L’Amérique du Nord et l’Europe, l’Australie, la Nouvelle-Zélande et quelques autres pays – appelons-les l’Occident – ne représenteront en 2026 que 8 % des naissances globales, selon une nouvelle étude. A l’inverse, l’Asie et l’Afrique verront naître 85 % des bébés qui viendront au monde cette année : 49 % en Asie, 36 % en Afrique et 7 % en Amérique latine et dans les Caraïbes. Pour le reste du monde, ce sera 3 % en Amérique du Nord, en Europe : 5 %, et en Océanie : moins d’1 %.
On aura noté le paradoxe : l’Asie compte des pays dont le taux de natalité s’est effondré comme nulle part ailleurs (la Chine, le Japon, la Corée du Sud). Mais c’est la taille de la population qui fait la différence.

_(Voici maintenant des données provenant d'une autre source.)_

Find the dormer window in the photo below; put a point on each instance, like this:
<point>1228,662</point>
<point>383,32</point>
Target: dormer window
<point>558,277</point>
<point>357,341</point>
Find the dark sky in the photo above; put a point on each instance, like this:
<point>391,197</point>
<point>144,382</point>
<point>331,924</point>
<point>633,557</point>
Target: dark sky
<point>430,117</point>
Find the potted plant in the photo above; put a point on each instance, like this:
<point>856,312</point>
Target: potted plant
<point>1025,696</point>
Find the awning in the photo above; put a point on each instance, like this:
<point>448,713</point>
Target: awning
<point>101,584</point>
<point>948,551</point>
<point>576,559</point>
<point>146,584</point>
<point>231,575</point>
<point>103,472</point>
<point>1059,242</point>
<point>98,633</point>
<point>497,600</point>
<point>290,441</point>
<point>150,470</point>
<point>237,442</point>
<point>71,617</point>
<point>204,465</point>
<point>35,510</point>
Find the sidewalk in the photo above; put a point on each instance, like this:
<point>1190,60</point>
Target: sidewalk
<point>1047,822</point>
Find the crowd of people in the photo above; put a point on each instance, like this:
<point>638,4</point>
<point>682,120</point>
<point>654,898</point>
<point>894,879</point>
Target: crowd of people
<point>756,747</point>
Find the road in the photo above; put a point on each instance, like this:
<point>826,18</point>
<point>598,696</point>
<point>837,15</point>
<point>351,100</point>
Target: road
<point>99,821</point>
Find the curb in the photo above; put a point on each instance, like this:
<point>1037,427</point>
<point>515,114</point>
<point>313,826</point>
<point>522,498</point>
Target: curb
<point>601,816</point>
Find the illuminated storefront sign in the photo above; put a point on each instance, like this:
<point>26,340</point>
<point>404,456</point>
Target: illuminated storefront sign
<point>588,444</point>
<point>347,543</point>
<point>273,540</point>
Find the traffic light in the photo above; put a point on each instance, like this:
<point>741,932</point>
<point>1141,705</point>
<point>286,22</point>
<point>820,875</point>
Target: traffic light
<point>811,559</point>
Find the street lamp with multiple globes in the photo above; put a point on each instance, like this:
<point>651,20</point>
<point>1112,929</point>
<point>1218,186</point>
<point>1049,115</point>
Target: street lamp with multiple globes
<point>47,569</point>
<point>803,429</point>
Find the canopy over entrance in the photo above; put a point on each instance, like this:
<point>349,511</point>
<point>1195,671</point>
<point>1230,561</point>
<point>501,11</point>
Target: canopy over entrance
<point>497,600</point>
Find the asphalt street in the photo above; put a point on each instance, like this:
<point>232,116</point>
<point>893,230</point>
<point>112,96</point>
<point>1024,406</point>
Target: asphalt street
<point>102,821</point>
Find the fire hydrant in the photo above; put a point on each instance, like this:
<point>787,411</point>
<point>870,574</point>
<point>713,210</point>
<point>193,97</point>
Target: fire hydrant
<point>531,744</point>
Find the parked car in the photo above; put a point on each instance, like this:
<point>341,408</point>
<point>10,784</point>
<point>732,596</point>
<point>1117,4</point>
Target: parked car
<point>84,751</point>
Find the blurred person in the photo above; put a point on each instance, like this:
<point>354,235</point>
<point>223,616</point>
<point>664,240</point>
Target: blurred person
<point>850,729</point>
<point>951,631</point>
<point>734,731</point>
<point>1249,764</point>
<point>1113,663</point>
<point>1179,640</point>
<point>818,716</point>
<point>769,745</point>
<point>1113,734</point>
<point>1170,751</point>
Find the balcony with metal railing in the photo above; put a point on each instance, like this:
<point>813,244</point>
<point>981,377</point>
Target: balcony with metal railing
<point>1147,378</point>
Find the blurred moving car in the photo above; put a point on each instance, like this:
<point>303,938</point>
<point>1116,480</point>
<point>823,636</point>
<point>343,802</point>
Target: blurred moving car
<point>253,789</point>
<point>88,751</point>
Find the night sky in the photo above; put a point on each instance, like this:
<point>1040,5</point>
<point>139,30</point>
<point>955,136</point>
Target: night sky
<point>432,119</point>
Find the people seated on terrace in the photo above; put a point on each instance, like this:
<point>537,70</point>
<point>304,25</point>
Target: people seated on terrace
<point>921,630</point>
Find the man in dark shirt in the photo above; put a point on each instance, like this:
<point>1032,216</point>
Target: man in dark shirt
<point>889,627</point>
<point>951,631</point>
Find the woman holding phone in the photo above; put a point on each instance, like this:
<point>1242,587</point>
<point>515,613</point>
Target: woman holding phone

Quant à l’Afrique, elle devrait accueillir plus de 47 millions de naissances, et ce malgré tous les efforts qui visent à y répandre la contraception et l’avortement légal.
Le déclin démographique de l’Occident par les chiffres
Le fait qu’une proportion notable des naissances prévues en Europe se produira parmi les populations immigrées, souvent musulmanes, y explique le discours sur le « grand remplacement ». Mais c’est que l’Occident l’aura cherché, à la fois par la destruction de la famille traditionnelle et par l’abandon de sa culture religieuse notamment.
Comme le note Jonathon von Maren : « Ce ne sont pas les immigrés qui ont empêché les familles anglaises et françaises d’avoir des enfants. Ce ne sont pas les immigrés qui ont poussé les Néerlandais et les Belges à quitter leurs églises. Le patrimoine de l’Occident n’a pas été volé, il a été abandonné. »
En d’autres termes, notre modernité est autodestructrice. Elle ne se perpétue pas. Elle n’a au fond qu’une espérance : renoncer à ce qui, en elle, contredit ce qui la transcende, à la fois pour accueillir elle-même ses propres enfants, et pour apporter aux autres, avec la foi, ce qui leur donnera plus qu’un mode de vie moderne : une vie orientée vers la vérité.